Azis is also an active member of Jakarta's punk scene, singing in the pop-punk act Failing Forward and attending regular shows at DIY spots and dive bars in the capital. For Azis, there's some lessons to be learned in the idol scene. If fans are so eager to spend money that ends up in some massive corporate bank account, why not spend more money on local independent musicians as well?

“JKT48 fans, like any other idol fandom in Korea and Japan, are militant when it comes to spending money to support their idol,” he told VICE. “This makes me feel OK about spending money for the punk scene. If I can support a big corporation, why not my peers in the indie scene?”

But for others, the veneer of saccharine idol J-Pop eventually loses its luster. Try Budi, a former fan of JKT48 (Viny was his oshi), gave up on JKT48 after failing to find anything deeper. Budi is also a fan of extreme metal bands like Darkthrone, Sargeist, and Judas Iscariot, but there was always something about J-Pop that had him hooked. Budi told VICE that he wasn't the kind of JKT48 fan to attend hundreds of concerts at their home theater—the idols were just too manufactured there.

Budi instead went to concerts outside JKT48's home base, looking for a more "real," version of the girls. “If I went to the theater, I could only see one show,” Budi said. “And then that’s it.” But even then, it all seemed too fake to be real life and too amateur to be so fake.

“I’m disappointed, but JKT48 really doesn't even have one original single!” he said.

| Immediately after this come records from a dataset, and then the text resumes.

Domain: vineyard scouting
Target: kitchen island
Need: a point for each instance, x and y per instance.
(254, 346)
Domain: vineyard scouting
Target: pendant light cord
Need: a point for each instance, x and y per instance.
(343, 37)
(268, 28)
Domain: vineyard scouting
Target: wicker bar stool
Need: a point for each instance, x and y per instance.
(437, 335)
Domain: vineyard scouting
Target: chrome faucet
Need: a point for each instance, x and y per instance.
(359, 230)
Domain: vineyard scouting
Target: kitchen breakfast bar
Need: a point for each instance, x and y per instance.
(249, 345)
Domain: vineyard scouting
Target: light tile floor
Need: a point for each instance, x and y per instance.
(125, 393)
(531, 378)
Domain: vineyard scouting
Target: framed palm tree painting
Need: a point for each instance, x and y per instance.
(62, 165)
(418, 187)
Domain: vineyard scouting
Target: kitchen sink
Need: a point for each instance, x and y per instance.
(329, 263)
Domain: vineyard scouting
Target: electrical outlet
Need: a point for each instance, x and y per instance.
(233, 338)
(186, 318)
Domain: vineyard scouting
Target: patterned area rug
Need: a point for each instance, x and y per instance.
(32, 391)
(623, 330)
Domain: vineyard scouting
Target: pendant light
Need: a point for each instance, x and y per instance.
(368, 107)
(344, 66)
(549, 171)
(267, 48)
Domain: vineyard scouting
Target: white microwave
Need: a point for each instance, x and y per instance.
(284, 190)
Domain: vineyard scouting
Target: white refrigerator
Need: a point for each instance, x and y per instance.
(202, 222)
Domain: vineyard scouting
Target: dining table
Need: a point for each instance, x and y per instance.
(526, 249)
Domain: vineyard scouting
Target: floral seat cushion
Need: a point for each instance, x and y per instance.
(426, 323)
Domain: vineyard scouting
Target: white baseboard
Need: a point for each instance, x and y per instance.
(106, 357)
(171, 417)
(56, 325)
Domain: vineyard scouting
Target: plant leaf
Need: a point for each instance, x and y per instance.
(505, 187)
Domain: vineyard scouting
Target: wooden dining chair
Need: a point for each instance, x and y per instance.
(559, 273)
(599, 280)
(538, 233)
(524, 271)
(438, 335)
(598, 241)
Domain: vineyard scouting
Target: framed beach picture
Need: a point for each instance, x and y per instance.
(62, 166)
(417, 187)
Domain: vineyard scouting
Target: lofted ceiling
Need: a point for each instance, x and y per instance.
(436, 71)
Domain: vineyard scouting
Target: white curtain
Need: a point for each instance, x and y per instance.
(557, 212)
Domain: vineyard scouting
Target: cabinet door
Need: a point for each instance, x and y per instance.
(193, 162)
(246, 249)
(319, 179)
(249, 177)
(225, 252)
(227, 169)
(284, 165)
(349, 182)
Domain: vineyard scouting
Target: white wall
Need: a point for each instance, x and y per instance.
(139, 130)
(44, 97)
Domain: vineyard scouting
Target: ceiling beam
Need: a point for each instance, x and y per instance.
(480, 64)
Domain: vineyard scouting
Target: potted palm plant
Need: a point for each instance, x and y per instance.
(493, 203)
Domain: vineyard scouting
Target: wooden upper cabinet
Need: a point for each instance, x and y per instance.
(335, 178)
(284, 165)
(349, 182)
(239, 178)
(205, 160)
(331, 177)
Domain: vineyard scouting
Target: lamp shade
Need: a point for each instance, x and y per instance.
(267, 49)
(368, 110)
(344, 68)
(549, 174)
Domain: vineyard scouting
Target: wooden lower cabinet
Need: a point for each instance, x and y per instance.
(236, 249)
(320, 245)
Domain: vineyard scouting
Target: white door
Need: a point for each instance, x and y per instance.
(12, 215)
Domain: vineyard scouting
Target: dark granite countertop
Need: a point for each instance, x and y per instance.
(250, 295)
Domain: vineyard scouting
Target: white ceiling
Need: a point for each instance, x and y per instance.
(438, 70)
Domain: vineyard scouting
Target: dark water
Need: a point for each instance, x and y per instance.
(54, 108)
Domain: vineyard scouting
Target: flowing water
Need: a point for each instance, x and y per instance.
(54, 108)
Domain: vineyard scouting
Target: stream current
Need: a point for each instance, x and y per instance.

Budi has since shelved his JKT48 photo packs and images of of J-Pop idols for a newer pop import—Korean Wave. His walls are now adorned with images of Binnie, of Oh My Girl, and Hani, of EXID. In the end, it's the dark side of J-Pop that turned him away.

"The way I see it, Japanese idol groups have this negative side, which is the 'gravure culture,'" Budi said. "K-Pop has none of that."